У них есть приказ, хотя постоянное сидение со мной им тоже надоело. У всех есть семьи и дети, а теперь времени на то, чтобы быть с ними рядом, стало гораздо меньше.

— Ничего, присматривать за тобой — не особо трудное занятие. Мы тут просто на отдыхе. Обычно работа более хлопотная.

— Ну, это отлично. Как насчет сыграть в шахматы? — стандартный такой вопрос. — Кому мат поставить?

С Первым я играю наравне, а вот Третий меня постоянно обыгрывает, не такой уж он и дуболом, как кажется по внешнему виду.

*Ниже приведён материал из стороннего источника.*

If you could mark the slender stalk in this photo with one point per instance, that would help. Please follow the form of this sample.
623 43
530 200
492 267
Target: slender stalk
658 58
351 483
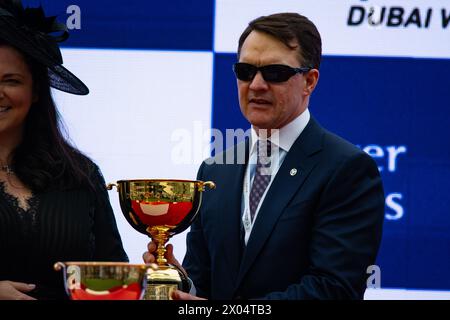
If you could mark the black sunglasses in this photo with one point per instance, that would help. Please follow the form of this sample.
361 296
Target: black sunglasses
270 73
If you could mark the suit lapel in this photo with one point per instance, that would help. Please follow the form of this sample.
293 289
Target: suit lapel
283 188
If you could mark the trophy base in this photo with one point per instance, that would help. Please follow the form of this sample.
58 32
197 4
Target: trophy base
162 282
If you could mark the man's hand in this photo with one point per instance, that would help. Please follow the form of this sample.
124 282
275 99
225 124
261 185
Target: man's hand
10 290
180 295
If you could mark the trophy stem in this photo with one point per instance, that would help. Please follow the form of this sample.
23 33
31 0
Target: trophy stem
160 235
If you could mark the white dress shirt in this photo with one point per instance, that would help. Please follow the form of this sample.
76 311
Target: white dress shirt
282 141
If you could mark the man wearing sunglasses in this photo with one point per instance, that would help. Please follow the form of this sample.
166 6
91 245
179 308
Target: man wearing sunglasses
311 227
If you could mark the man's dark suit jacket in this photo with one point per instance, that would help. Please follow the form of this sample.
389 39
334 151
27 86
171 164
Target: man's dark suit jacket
315 235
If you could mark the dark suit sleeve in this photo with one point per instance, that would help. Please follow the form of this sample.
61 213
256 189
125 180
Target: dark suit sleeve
197 261
346 234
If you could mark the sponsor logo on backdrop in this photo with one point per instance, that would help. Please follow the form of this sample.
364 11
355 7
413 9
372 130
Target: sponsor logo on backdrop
387 159
395 16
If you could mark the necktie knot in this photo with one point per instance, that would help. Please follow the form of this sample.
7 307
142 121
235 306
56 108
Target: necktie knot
262 174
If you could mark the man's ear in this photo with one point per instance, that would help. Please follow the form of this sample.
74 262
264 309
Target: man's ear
311 78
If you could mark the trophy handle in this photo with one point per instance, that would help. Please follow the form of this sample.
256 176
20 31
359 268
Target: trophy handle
211 185
109 186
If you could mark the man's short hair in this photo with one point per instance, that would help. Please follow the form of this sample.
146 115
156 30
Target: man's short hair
290 29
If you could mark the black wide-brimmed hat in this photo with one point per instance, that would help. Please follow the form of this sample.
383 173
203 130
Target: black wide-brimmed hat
37 36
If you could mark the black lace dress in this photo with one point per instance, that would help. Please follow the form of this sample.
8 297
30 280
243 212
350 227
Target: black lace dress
59 225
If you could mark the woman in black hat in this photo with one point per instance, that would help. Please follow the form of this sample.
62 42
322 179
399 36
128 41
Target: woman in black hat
53 201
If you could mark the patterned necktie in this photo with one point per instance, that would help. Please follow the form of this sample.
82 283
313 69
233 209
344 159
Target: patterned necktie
262 174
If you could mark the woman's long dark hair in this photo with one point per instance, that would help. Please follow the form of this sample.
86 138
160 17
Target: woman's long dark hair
44 159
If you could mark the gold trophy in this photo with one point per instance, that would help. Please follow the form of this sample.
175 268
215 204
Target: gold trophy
160 209
103 280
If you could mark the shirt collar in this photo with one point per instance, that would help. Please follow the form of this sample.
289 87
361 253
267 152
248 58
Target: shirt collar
287 134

Прячет свои медвежьи глазки в сторону, чтобы я не понял, когда именно он приготовил мне ловушку.

Отношения с комитетчиками более-менее ровные, опера не лезут в мои проблемы, со мной на темы будущего-прошлого разговаривает только майор.

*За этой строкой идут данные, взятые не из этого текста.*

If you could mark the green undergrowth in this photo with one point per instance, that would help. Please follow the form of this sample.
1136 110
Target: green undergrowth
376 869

По ночам или днем, валяясь на кровати, вспоминаю Свету, мои поездки, родителей и меня охватывает чувство определенного удовлетворения от того, как я вовремя обнаружил слежку и использовал оставшийся день на свободе по уму.

Как представлю внезапное появление оперов и тот вариант, что оставил бы Светочку без копейки денег.

Что я правильно распорядился деньгами и заработанным барахлом. Родителям отправил пять тысяч на всякий случай, и Светика здорово порадовал снятой на год с лишним комнатой, новыми кроссовками, шестью сотнями рублей и достаточно крутой для советского человека магнитолой.

Да еще женских шмоток на три сотни ей выдал, может сделать с ними, что захочет.

Или продаст по подружкам, или сестрам отвезет, или сама будет носить.

Не говоря уже о хорошей работе, где она может еще заработать сотен пять и потом приехать к родителям с целой тысячей рублей на книжке. Думаю, что такая сумма изрядно тех потрясет.

Если нормально пройдет возможный опрос комитетчиками и не возбудит подозрений, что я делился с ней какими-то мыслями про будущее.

Ну, Светика я так точно не подставлял, ничего ей не рассказывал.

Только вот мое крепкое плечо пропало непонятно куда, встретимся ли мы снова. А если и встретимся, то еще неизвестно в каком статусе потом, такую упакованную красавицу постоянно будут подстерегать соблазны по жизни.

Эх, не о том ты думаешь, пока еще товарищ Бессонов!

Видно по майору, что пусть информация о будущем очень комитету интересна, но он все равно хочет заглянуть еще дальше, вижу ли я более отдаленную перспективу?

Как по мне, то заглянуть после Нового года на целый год вперед — это очень здорово.

Но я понимаю, что людей при большой власти интересует все или ничего.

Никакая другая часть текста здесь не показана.